Subsample sequences — vs_fastx_subsample • Rsearch

vs_fastx_subsample subsamples sequences in FASTA/FASTQ file or object by randomly extracting sequences based on number or percentage using VSEARCH.

Usage

vs_fastx_subsample(
  fastx_input,
  output_format = "fastq",
  fastx_output = NULL,
  sample_pct = NULL,
  sample_size = NULL,
  sizein = TRUE,
  sizeout = TRUE,
  relabel = NULL,
  relabel_sha1 = FALSE,
  randseed = NULL,
  fasta_width = 0,
  sample = NULL,
  threads = 1,
  vsearch_options = NULL,
  tmpdir = NULL
)

Arguments

fastx_input: (Required). A FASTA/FASTQ file path or FASTA/FASTQ object. See Details.
output_format: (Optional). Desired output format of file or tibble: "fasta" or "fastq" (default). If fastx_input is a FASTA file path or a FASTA object, output_format cannot be "fastq".
fastx_output: (Optional). Name of the output file for subsampled reads from fastx_input. File can be in either FASTA or FASTQ format, depending on output_format. If NULL (default), no sequences are written to file. See Details.
sample_pct: (Optional). Percentage of the input sequences to be subsampled. Numeric value ranging from 0.0 to 100.0. Defaults to NULL.
sample_size: (Optional). The given number of sequences to extract. Must be a positive integer if specified. Defaults to NULL.
sizein: (Optional). If TRUE (default), abundance annotations present in sequence headers are taken into account.
sizeout: (Optional). If TRUE (default), abundance annotations are added to FASTA headers.
relabel: (Optional). Relabel sequences using the given prefix and a ticker to construct new headers. Defaults to NULL.
relabel_sha1: (Optional). If TRUE (default), relabel sequences using the SHA1 message digest algorithm. Defaults to FALSE.
randseed: (Optional). Random seed. Must be a positive integer. A given seed always produces the same output, which is useful for replicability. Defaults to NULL.
fasta_width: (Optional). Number of characters per line in the output FASTA file. Defaults to 0, which eliminates wrapping.
sample: (Optional). Add the given sample identifier string to sequence headers. For instance, if the given string is "ABC", the text ";sample=ABC" will be added to the header. If NULL (default), no identifier is added.
threads: (Optional). Number of computational threads to be used by VSEARCH.Defaults to 1.
vsearch_options: Additional arguments to pass to VSEARCH. Defaults to NULL. See Details.
tmpdir: (Optional). Path to the directory where temporary files should be written when tables are used as input or output. Defaults to NULL, which resolves to the session-specific temporary directory (tempdir()).

Value

A tibble or NULL.

If fastx_output is specified, the subsampled sequences are written to the specified output file, and no tibble is returned.

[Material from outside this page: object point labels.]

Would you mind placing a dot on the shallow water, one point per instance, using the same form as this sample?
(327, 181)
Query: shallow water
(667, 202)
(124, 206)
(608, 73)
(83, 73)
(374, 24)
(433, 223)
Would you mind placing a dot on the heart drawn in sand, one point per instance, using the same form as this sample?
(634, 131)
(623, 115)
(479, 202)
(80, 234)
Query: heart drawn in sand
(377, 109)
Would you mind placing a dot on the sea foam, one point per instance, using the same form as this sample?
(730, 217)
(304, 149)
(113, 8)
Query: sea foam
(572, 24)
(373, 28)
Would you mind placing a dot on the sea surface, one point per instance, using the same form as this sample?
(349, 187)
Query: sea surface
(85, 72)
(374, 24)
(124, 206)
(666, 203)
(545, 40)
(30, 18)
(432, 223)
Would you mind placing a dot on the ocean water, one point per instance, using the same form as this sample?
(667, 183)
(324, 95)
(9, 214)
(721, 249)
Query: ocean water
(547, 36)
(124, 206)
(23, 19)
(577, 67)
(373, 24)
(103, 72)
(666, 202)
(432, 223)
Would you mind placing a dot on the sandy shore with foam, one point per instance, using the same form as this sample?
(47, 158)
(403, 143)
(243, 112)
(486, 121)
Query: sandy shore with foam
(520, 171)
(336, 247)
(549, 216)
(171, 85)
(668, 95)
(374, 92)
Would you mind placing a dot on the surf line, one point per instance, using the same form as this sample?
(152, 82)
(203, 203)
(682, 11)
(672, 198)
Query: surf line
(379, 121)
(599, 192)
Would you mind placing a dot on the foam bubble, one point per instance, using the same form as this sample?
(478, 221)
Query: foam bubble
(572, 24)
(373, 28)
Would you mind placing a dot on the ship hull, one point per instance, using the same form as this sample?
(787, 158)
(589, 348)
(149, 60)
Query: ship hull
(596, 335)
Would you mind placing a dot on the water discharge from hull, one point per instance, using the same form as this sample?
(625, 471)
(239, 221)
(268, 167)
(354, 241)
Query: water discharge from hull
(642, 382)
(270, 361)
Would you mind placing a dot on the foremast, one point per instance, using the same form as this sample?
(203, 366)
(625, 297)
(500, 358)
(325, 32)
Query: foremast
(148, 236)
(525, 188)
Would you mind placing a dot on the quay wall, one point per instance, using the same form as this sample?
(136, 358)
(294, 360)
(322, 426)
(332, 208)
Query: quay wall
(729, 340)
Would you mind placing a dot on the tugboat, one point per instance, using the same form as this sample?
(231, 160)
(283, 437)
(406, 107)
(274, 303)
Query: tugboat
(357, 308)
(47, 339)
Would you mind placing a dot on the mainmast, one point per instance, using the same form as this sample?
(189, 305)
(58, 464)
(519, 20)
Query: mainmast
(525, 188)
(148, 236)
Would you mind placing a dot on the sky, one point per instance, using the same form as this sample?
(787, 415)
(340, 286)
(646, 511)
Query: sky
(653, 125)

If fastx_output NULL, a tibble containing the subsampled reads in the format specified by output_format is returned.

Details

Sequences in the input file/object (fastx_input) are subsampled by randomly extracting a specified number or percentage of sequences. Extraction is performed as random sampling with a uniform distribution among the input sequences and without replacement.

fastx_input can either be a FASTA/FASTQ file or a FASTA/FASTQ object. FASTA objects are tibbles that contain the columns Header and Sequence, see readFasta. FASTQ objects are tibbles that contain the columns Header, Sequence, and Quality, see readFastq.

Specify either sample_size or sample_pct to determine the number or percentage of sequences to subsample. Only one of these parameters can be specified at a time. If neither is specified, an error is thrown.

If fastx_output is specified, the sampled sequences are output to this file in format given by output_format. If fastx_output is NULL, the sample sequences are returned as a FASTA or FASTQ object, depending on output_format.

vsearch_options allows users to pass additional command-line arguments to VSEARCH that are not directly supported by this function. Refer to the VSEARCH manual for more details.

References

https://github.com/torognes/vsearch

Examples

if (FALSE) { # \dontrun{
# Define arguments
fastx_input <- file.path(file.path(path.package("Rsearch"), "extdata"),
                         "small_R1.fq")
fastx_output <- NULL
output_format <- "fastq"
sample_size <- 10

# Subsample sequences and return a FASTQ tibble
subsample_R1 <- vs_fastx_subsample(fastx_input = fastx_input,
                                   fastx_output = fastx_output,
                                   output_format = output_format,
                                   sample_size = sample_size)

# Subsample sequences and write subsampled sequences to a file
vs_fastx_subsample(fastx_input = fastx_input,
                   fastx_output = "subsample.fq",
                   output_format = output_format,
                   sample_size = sample_size)
} # }